British art curator Harry Deane decides to seek revenge on his abusive boss Lord Shabandar by conning him into buying a fake Monet (“Haystacks at Dusk”), but his plan requires the help of an unpredictable and eccentric Texas rodeo queen, PJ Puznowski.
A remake of Gambit has been mooted for several years. Producer Mike Lobell saw the original film at its London premiere in 1966. Several years later in 1997, Lobell, who was then working at Universal, was looking for a film to remake; he suggested Gambit and Universal approved it. He initially sent the original script to Aaron Sorkin to rewrite; however, despite being keen to work on the project, the success of Sports Night and more especially The West Wing meant that he couldn’t commit. After Sorkin pulled out, Lobell met English producer Andy Paterson, director Anand Tucker and writer Frank Cottrell Boyce. Boyce produced a script moving the story to Japan; despite this Lobell didn’t think it was funny enough and decided to move on. Hearing that Joel and Ethan Coen were looking for some rewrite work between films, Lobell gave them the script and they produced a “radical overhaul”, moving the story to the United States. Despite having the Coen brothers on board the project remained in development hell. Initially, Alexander Payne was keen to work on it, reuniting with Election star Reese Witherspoon, but was reluctant to work on a script he didn’t write.
Witherspoon was keen to remain on the project but only if Lobell could get Mike Nichols or Robert Altman to direct. After the success of Gosford Park, Altman was keen to make another film in England, especially as Witherspoon was attached. However, prior to signing on, Altman backed out, feeling that the material was not suitable for him. Nichols wasn’t interested and the project stalled.
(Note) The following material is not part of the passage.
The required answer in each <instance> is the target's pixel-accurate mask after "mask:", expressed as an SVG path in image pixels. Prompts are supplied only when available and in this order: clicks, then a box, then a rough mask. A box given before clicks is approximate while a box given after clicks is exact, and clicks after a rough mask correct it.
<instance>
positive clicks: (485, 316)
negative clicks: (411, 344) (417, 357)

Bo Welch was then attached to the project with Colin Firth starring as Harry Deane, with Jennifer Aniston and Ben Kingsley attached. After the box office failure of Welch’s 2003 live action film of Dr Seuss’s The Cat in the Hat Universal got cold feet and the project was again put into turnaround. Outside of the studio system Lobell moved between different financiers in a bid to get the project moving. One group, Alcon Entertainment, had Gerard Butler lined up as Harry Deane, with Richard LaGravenese directing. LaGravenese wanted a script polish, which took a long time, removing a lot of the work the Coen Brothers had done. Again the project was stalled.
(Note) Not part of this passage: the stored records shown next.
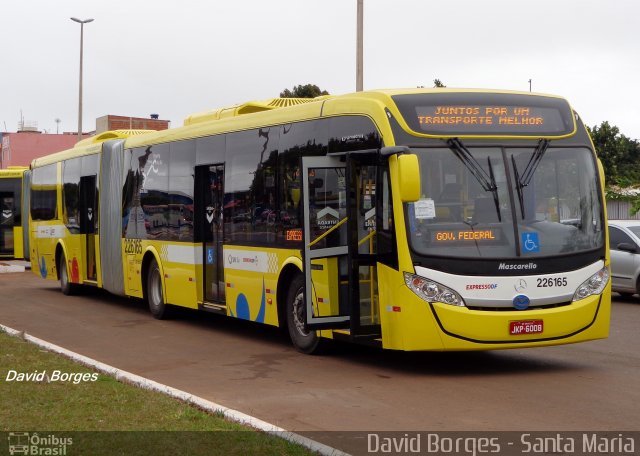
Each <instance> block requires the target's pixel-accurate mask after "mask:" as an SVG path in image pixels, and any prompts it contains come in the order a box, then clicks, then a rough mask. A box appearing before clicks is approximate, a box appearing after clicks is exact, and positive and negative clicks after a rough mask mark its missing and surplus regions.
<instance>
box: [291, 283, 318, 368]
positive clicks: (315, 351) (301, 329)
mask: <svg viewBox="0 0 640 456" xmlns="http://www.w3.org/2000/svg"><path fill="white" fill-rule="evenodd" d="M305 317H306V309H305V297H304V277H303V275H302V274H297V275H296V276H295V277H294V279H293V280H292V281H291V284H290V286H289V292H288V293H287V328H288V330H289V337H290V338H291V342H292V343H293V346H294V347H295V348H296V350H298V351H299V352H302V353H306V354H309V355H311V354H318V353H319V352H320V351H321V349H322V348H323V345H324V344H323V343H322V342H323V341H322V339H321V338H320V337H319V336H318V334H317V333H316V331H309V330H308V329H306V327H305V320H306V318H305Z"/></svg>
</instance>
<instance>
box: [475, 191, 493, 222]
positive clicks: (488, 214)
mask: <svg viewBox="0 0 640 456" xmlns="http://www.w3.org/2000/svg"><path fill="white" fill-rule="evenodd" d="M473 221H474V222H476V223H498V222H499V220H498V214H497V212H496V205H495V202H494V201H493V199H492V198H484V197H482V198H476V199H475V200H474V202H473Z"/></svg>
Speaking in September 2008, Colin Firth, when asked about whether he would take the role of Harry Deane, said, “No! It’s a complete lie. It’s been on IMDb and just sitting there.” He also said: “The Coen brothers have written an absolutely brilliant script.” Others reportedly discussed for the remake included Hugh Grant and Sandra Bullock.
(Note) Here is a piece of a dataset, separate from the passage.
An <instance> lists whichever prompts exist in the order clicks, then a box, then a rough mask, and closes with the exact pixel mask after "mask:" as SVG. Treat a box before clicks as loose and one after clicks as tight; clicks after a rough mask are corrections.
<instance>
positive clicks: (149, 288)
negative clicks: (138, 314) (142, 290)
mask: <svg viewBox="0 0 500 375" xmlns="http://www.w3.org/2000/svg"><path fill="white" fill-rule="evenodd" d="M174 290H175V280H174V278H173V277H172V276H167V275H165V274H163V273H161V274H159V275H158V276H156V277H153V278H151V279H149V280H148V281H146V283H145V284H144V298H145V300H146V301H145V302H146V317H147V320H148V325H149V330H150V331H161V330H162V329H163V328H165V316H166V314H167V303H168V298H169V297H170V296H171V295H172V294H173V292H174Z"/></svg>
The script was well known around Hollywood and in 2009 Lobell took a call from Roeg Sutherland at CAA. Sutherland knew of a fledgling production company, Crime Scene Pictures, with equity financing from Southeast Asia, who were looking for a marquee project for their new company and were keen to get Gambit made. In 2010, Doug Liman was reportedly considering directing the film. Although initially reluctant to take the project, Lobell persuaded Michael Hoffman to helm the film, and filming finally began in London in May 2011.
In February 2011, John Underwood of bestforfilm.com reported that Colin Firth and Cameron Diaz were set to star as art curator Harry Deane and steer roper PJ Puznowski, who conspire to sell a fake work of art to a collector. On May 15, 2011, The Hollywood Reporter reported that Stanley Tucci and Cloris Leachman had joined a cast that also included Alan Rickman and Tom Courtenay. The music is by Rolfe Kent, whose previous films include Up in the Air, Legally Blonde and Sideways.
The film received overwhelmlingly negative reviews. The review aggregator Rotten Tomatoes gave it a rating of only 14%, with only 4 positive reviews out of 29. Typical of the reviews, Peter Bradshaw writing in a one-star review for The Guardian said “The plotting is a damp squib, with laugh-free scenes and setpieces that don’t go anywhere.”